Following the presentation, a student asked Einterz about the emotional and physical obstacles Americans encounter when working with the program in Kenya.

“The biggest challenge is being face to face with abject poverty, working in hospitals that could run better, yet knowing you can’t force it to run better,” Einterz said. “When faced with that, how do you respond in ways that maintain your hope and inner drive?

“It all gets back to why you’re here.”

And, as students and Wabash consider their responsibility in all this through the College’s fledgling Global Health Initiative, it also gets back to what a college means when it declares part of its mission is to teach students to “live humanely.” Einterz’s talk was the second event in 10 days for the College’s fledgling Global Health Initiative. He walked into a Hays Science Hall lined with posters from last week’s presentations by students who spent two weeks last summer in Peru led  by Professor of Biology Eric Wetzel and Professors Frank Howland and Cheryl Hughes participating in projects focusing on water quality, sanitation and some of the parasitic disease issues that face people in the area. They also worked with an environmental NGO and a local medical clinic to gather information on disease problems in this area.

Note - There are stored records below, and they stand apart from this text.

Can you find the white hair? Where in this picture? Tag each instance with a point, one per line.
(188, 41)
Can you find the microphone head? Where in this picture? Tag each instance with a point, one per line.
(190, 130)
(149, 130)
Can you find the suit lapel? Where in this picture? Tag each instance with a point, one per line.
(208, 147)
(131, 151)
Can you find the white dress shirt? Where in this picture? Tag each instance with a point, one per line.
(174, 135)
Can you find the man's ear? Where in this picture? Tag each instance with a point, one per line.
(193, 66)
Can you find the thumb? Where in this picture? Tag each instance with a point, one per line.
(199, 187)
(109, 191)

“I hope this trip will challenge these Wabash men to wrestle with their role in addressing global health issues and how they might use their education, skills, and talents to that end,” Wetzel wrote after the second Global Health Immersion project last August. Several students who remained to talk with Dr. Einterz after his talk on Tuesday were clearly still remembering the people they met in Peru last summer, and were wrestling with, and considering, that challenge.